Villa del Poggio Imperiale - a neoclassical Villa in the town of Arcetri South of Florence. She once belonged to the powerful Medici dynasty and its long history has been at the center of the tumultuous events of the history of Italy.

Documentary history of the Villa begins in the 15th century, when this place was a small building erected by the Florentine merchant and known as Villa del Poggio Baroncelli. In the 16th century it passed to Pietro Salviati, a member of a noble Florentine family name, which greatly embellished his estate. In 1565, the year after the death of Pietro, the Villa was confiscated by Cosimo Medici and gave his daughter Isabella. It was here, in the walls of the Villa, Isabella spent most of the year along with his highly educated court. And here she was murdered by her husband in 1576, the year.

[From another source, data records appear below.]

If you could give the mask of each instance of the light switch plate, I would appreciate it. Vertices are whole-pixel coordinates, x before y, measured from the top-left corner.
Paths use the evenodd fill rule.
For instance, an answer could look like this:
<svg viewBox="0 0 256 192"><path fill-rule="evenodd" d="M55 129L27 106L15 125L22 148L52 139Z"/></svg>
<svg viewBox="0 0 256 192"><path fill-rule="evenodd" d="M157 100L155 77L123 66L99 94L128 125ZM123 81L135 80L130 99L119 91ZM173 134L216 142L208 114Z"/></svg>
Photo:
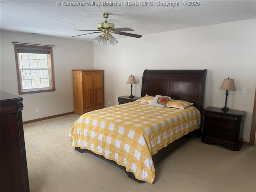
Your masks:
<svg viewBox="0 0 256 192"><path fill-rule="evenodd" d="M242 87L242 93L243 94L246 94L246 87Z"/></svg>

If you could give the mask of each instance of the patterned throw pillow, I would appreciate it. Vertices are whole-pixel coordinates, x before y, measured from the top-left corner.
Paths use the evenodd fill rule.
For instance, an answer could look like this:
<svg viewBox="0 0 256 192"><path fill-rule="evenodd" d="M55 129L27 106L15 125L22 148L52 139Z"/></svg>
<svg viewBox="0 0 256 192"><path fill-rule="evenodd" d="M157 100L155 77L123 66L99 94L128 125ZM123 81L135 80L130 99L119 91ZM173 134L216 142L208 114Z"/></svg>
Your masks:
<svg viewBox="0 0 256 192"><path fill-rule="evenodd" d="M171 98L167 96L156 95L151 102L150 105L155 107L163 108L169 101Z"/></svg>
<svg viewBox="0 0 256 192"><path fill-rule="evenodd" d="M167 107L172 107L180 109L185 109L186 107L192 105L193 103L190 103L188 101L183 101L182 100L175 100L171 99L166 104Z"/></svg>
<svg viewBox="0 0 256 192"><path fill-rule="evenodd" d="M153 97L153 96L146 94L145 96L137 99L136 101L138 101L142 103L150 104L154 98L155 97Z"/></svg>

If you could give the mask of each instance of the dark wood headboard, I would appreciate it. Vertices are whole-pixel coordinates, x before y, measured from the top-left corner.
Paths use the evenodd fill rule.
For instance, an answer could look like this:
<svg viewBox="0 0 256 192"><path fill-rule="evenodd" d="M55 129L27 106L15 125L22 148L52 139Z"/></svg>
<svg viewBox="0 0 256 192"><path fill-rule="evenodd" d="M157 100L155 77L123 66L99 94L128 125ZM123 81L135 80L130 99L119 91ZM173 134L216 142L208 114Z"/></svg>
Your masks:
<svg viewBox="0 0 256 192"><path fill-rule="evenodd" d="M142 76L141 96L169 96L194 103L201 113L204 108L207 70L148 70ZM201 121L202 122L202 121Z"/></svg>

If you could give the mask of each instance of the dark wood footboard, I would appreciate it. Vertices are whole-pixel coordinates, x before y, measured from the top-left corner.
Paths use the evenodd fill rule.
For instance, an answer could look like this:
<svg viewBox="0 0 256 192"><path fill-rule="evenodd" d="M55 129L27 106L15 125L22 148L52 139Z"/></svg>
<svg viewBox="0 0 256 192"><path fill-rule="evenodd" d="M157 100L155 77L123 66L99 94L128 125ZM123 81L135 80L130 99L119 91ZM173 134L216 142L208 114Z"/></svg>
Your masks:
<svg viewBox="0 0 256 192"><path fill-rule="evenodd" d="M123 169L124 170L124 172L126 173L126 174L128 175L128 177L130 178L131 179L133 179L135 180L136 181L138 182L139 183L143 183L145 182L144 181L142 181L141 180L139 180L138 179L136 178L135 176L134 176L134 174L133 174L132 172L126 171L126 170L125 170L125 167L118 165L116 163L116 162L115 161L113 161L112 160L110 160L110 159L106 159L103 155L98 155L98 154L94 153L93 152L90 151L90 150L88 150L86 149L81 149L80 147L76 147L75 149L77 151L79 151L80 153L82 153L83 152L86 152L90 153L91 154L92 154L93 155L97 157L99 157L101 159L103 159L103 160L105 160L105 161L109 163L110 163L111 164L113 164L113 165L114 165L120 168L121 168L122 169Z"/></svg>

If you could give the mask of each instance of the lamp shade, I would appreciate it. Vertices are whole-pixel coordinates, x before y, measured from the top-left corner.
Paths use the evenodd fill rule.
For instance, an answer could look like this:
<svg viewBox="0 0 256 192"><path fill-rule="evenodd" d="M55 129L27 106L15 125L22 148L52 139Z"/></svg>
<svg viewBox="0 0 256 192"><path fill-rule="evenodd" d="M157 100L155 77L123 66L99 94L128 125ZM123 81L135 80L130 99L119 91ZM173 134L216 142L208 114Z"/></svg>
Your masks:
<svg viewBox="0 0 256 192"><path fill-rule="evenodd" d="M229 91L235 91L235 85L234 83L233 79L224 79L223 82L219 89L222 90L227 90Z"/></svg>
<svg viewBox="0 0 256 192"><path fill-rule="evenodd" d="M135 84L136 83L137 83L137 82L135 80L134 76L132 76L132 75L131 75L130 76L129 76L126 84Z"/></svg>

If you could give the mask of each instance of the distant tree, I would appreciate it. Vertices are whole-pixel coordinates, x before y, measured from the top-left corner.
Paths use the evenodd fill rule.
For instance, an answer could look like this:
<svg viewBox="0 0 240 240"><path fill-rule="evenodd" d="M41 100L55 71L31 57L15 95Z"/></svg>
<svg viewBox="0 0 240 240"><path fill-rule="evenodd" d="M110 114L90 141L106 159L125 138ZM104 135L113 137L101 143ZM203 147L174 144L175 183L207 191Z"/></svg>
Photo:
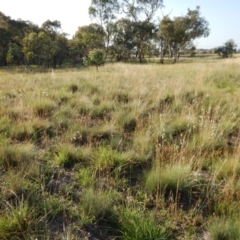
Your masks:
<svg viewBox="0 0 240 240"><path fill-rule="evenodd" d="M6 56L11 35L5 28L0 28L0 66L7 64Z"/></svg>
<svg viewBox="0 0 240 240"><path fill-rule="evenodd" d="M228 40L223 46L215 49L215 53L223 58L232 57L234 52L237 52L237 44L233 39Z"/></svg>
<svg viewBox="0 0 240 240"><path fill-rule="evenodd" d="M111 44L113 22L116 19L119 7L118 0L91 0L91 6L88 9L90 17L96 20L104 31L106 58Z"/></svg>
<svg viewBox="0 0 240 240"><path fill-rule="evenodd" d="M101 25L92 23L79 27L73 39L81 46L83 56L93 49L104 49L105 32Z"/></svg>
<svg viewBox="0 0 240 240"><path fill-rule="evenodd" d="M180 52L193 47L193 40L207 37L210 33L208 22L200 16L200 7L188 9L186 16L170 19L164 17L160 23L160 36L168 46L169 55L176 62Z"/></svg>
<svg viewBox="0 0 240 240"><path fill-rule="evenodd" d="M237 51L237 44L234 42L233 39L225 42L224 46L227 49L229 57L232 57L233 53Z"/></svg>
<svg viewBox="0 0 240 240"><path fill-rule="evenodd" d="M98 71L98 67L105 63L105 53L101 49L94 49L84 57L83 62L86 66L95 66Z"/></svg>
<svg viewBox="0 0 240 240"><path fill-rule="evenodd" d="M8 44L8 52L7 52L7 63L13 63L19 65L20 62L23 61L23 52L22 46L16 43L9 43Z"/></svg>
<svg viewBox="0 0 240 240"><path fill-rule="evenodd" d="M143 62L145 49L153 39L156 30L154 16L163 7L162 0L122 0L122 11L130 20L135 43L136 57Z"/></svg>

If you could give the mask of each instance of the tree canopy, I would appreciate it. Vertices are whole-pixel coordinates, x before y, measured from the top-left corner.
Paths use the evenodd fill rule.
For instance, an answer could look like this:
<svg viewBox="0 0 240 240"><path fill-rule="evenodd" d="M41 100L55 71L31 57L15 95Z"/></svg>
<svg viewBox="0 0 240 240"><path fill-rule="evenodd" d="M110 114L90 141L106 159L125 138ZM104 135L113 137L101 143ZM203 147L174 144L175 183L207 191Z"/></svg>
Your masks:
<svg viewBox="0 0 240 240"><path fill-rule="evenodd" d="M105 60L111 61L135 59L142 63L147 56L160 55L163 62L168 53L176 62L182 51L194 48L196 38L209 35L209 24L200 7L188 9L183 16L159 20L163 7L162 0L91 0L89 16L94 22L80 26L71 39L62 32L58 20L46 20L39 27L0 12L0 66L55 68L64 61L76 65L95 49L102 50ZM235 45L229 42L224 49L232 55Z"/></svg>

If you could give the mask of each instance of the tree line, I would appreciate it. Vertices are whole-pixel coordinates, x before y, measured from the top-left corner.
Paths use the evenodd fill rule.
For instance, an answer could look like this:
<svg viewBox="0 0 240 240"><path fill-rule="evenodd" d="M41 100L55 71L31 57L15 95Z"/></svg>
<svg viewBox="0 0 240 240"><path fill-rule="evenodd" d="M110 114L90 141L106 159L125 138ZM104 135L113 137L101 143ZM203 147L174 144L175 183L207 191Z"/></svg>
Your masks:
<svg viewBox="0 0 240 240"><path fill-rule="evenodd" d="M82 63L94 49L108 61L140 63L147 57L171 57L194 49L196 38L210 33L200 7L185 16L161 14L162 0L92 0L89 15L94 20L81 26L71 39L61 31L60 21L47 20L42 26L13 20L0 12L0 66L36 64L43 67Z"/></svg>

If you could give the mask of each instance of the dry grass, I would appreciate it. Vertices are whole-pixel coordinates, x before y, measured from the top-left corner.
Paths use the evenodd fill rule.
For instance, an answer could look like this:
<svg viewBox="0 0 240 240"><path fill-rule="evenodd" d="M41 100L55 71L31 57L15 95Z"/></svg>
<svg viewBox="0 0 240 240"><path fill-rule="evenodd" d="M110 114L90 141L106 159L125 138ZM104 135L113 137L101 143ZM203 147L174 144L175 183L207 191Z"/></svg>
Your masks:
<svg viewBox="0 0 240 240"><path fill-rule="evenodd" d="M0 70L0 213L24 202L34 222L12 232L0 221L3 238L29 239L44 225L45 238L81 229L79 238L95 231L124 239L124 224L132 213L140 221L140 208L155 221L141 236L154 236L158 224L169 239L197 239L208 228L217 236L214 223L231 222L239 210L226 207L240 199L239 64L236 57L108 64L98 72ZM111 218L91 205L95 193L118 194L111 207L101 198Z"/></svg>

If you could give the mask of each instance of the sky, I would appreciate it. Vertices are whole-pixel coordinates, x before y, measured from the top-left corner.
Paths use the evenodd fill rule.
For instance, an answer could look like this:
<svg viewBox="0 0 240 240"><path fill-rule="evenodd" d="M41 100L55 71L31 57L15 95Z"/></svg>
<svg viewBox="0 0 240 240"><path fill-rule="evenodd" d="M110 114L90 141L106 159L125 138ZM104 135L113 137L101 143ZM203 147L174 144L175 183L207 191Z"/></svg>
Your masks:
<svg viewBox="0 0 240 240"><path fill-rule="evenodd" d="M62 30L71 38L79 26L88 25L91 19L88 7L91 0L0 0L0 11L12 19L29 20L39 26L46 20L59 20ZM239 0L165 0L158 16L182 16L187 9L200 6L201 16L209 22L207 38L195 41L197 48L211 49L233 39L240 49Z"/></svg>

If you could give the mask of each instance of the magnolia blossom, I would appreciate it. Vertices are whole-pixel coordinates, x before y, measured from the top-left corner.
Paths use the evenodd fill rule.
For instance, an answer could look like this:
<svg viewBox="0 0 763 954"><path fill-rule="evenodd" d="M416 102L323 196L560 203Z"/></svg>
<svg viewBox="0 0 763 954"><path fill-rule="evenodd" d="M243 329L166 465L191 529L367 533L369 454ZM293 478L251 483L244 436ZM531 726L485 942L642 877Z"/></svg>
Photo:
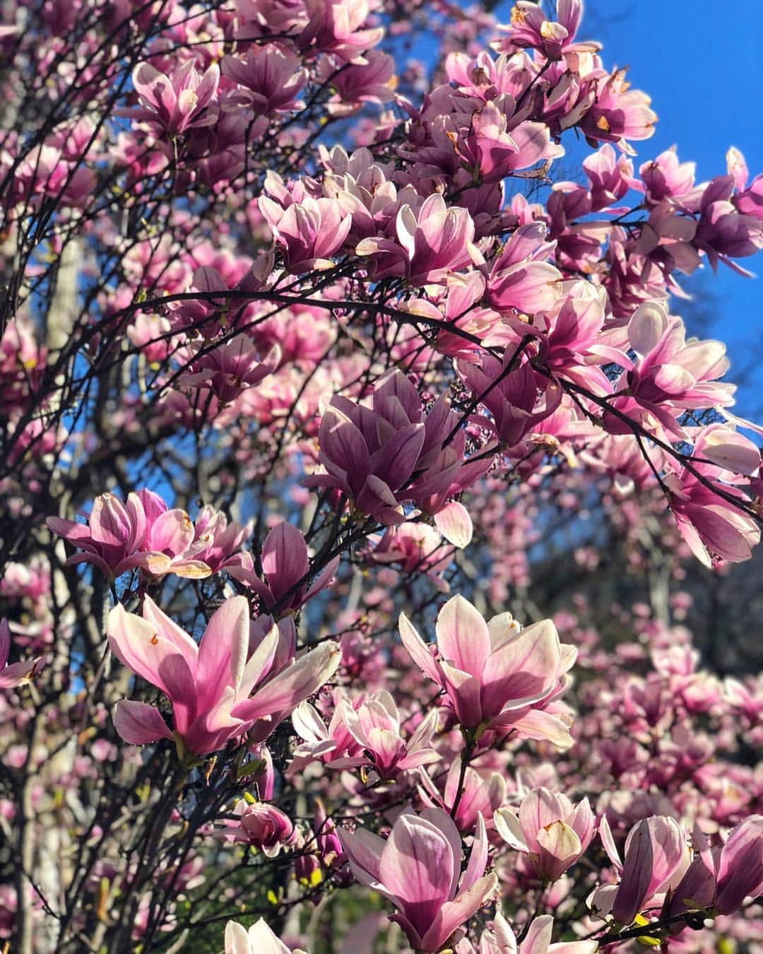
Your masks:
<svg viewBox="0 0 763 954"><path fill-rule="evenodd" d="M694 858L671 897L666 898L669 915L695 906L732 914L747 896L756 898L763 892L763 816L751 815L741 821L720 849L711 848L696 824L691 842Z"/></svg>
<svg viewBox="0 0 763 954"><path fill-rule="evenodd" d="M260 563L264 580L255 573L251 556L241 567L228 568L228 572L253 590L268 612L278 607L279 612L290 612L300 609L312 596L331 584L340 558L337 556L329 560L308 585L310 560L307 544L299 530L283 520L265 537Z"/></svg>
<svg viewBox="0 0 763 954"><path fill-rule="evenodd" d="M457 954L593 954L596 941L567 941L551 944L554 919L549 914L534 918L521 944L504 915L497 911L492 928L483 931L478 947L463 941L456 948Z"/></svg>
<svg viewBox="0 0 763 954"><path fill-rule="evenodd" d="M14 662L8 665L10 653L10 627L7 619L0 619L0 689L15 689L31 682L40 668L41 658Z"/></svg>
<svg viewBox="0 0 763 954"><path fill-rule="evenodd" d="M498 887L485 875L487 836L480 816L466 869L461 873L461 836L439 808L399 815L386 840L364 828L338 832L355 877L401 912L390 917L412 947L439 951Z"/></svg>
<svg viewBox="0 0 763 954"><path fill-rule="evenodd" d="M214 126L217 121L214 100L219 81L217 64L201 75L194 61L187 60L168 76L150 63L140 63L133 72L133 85L140 106L116 110L115 114L146 120L171 135Z"/></svg>
<svg viewBox="0 0 763 954"><path fill-rule="evenodd" d="M179 739L196 755L221 748L254 723L262 740L336 671L340 650L321 643L261 685L280 638L273 626L249 653L249 610L243 596L226 600L210 618L199 644L146 596L143 616L121 606L109 613L106 632L114 655L169 698L174 733L145 702L116 704L114 725L126 742L142 745ZM250 695L255 691L254 695Z"/></svg>
<svg viewBox="0 0 763 954"><path fill-rule="evenodd" d="M549 881L577 861L596 829L588 798L573 808L567 796L546 788L533 789L516 814L510 808L499 809L495 827L512 848L528 854L538 877Z"/></svg>
<svg viewBox="0 0 763 954"><path fill-rule="evenodd" d="M404 613L400 616L402 645L422 671L445 692L456 718L467 729L513 726L531 737L570 744L566 727L543 712L558 695L576 652L559 642L550 620L522 630L511 614L488 623L463 596L440 611L435 626L438 656L433 655Z"/></svg>
<svg viewBox="0 0 763 954"><path fill-rule="evenodd" d="M381 778L440 760L431 747L437 731L437 710L430 712L409 739L401 733L401 718L389 693L375 693L357 708L344 703L343 717L352 737L361 745Z"/></svg>
<svg viewBox="0 0 763 954"><path fill-rule="evenodd" d="M175 519L171 516L170 520L174 525L170 529L172 534ZM135 493L130 493L125 504L112 493L100 494L93 501L87 526L58 517L48 517L46 523L53 533L84 551L71 556L67 560L70 565L93 563L109 577L120 576L137 568L153 575L170 571L172 560L169 556L143 547L148 521L143 504ZM193 539L193 528L191 534Z"/></svg>
<svg viewBox="0 0 763 954"><path fill-rule="evenodd" d="M247 930L236 921L225 925L225 954L306 954L297 947L287 947L260 918Z"/></svg>
<svg viewBox="0 0 763 954"><path fill-rule="evenodd" d="M653 815L639 821L629 832L623 861L606 817L599 834L619 883L597 888L588 902L591 910L600 915L611 913L621 924L631 923L641 911L659 907L666 892L674 891L689 867L687 837L674 819Z"/></svg>

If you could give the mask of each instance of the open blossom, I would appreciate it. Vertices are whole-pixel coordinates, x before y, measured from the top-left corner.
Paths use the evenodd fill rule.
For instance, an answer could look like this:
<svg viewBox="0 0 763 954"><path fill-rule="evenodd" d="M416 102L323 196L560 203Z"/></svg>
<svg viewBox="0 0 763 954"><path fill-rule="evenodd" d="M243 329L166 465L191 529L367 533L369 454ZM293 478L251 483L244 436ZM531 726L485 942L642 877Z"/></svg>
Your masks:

In 1622-1628-m years the Villa has been completely rebuilt by order of Maria Maddalena of Austria, wife of Cosimo de ' Medici II, by the architect Giulio Parigi. The building was doubled and the interior re-decorated by the artist Matteo Rosselli. At that time the Villa was connected to the town by this street. Then it got its present name - the Villa del Poggio Imperiale, since Maria Maddalena was the sister of Holy Roman Emperor Ferdinand II. In 1659, the year Ferdinand II bought the Villa with his sister and further increased the area of the building and adorned it with marble and carved decoration. But only in the 18th century, being the property of the dynasty of Habsburg-Lorraine, the heyday of the Villa reached its peak.

In 1776, the year began the next restoration work on the Villa, which lasted almost 15 years, during this time, there are stucco and plaster decorations, additional space and a variety of secondary facades in the neoclassical style. The main facade of the Villa is simple and even modest - was issued in 1807, the year. On the first floor of the facade has five arched passages leading to the courtyard. On the second floor is visible to the glazed loggia.

In 1865, the year when Florence for a short period of time became the capital of the newly created Italian Kingdom, the main residence of the court was Pitti Palace and the new king, Victor Emmanuel II, was not necessary in the second, a huge Palace in the immediate vicinity of the Palazzo Pitti. So, Villa del Poggio Imperiale were transferred to the property of an elite school for girls, which today is housed in the former Ducal residence. Only some rooms of the Villa, in particular, those where you can see frescoes by Matteo Rosselli, are open for visits by prior arrangement.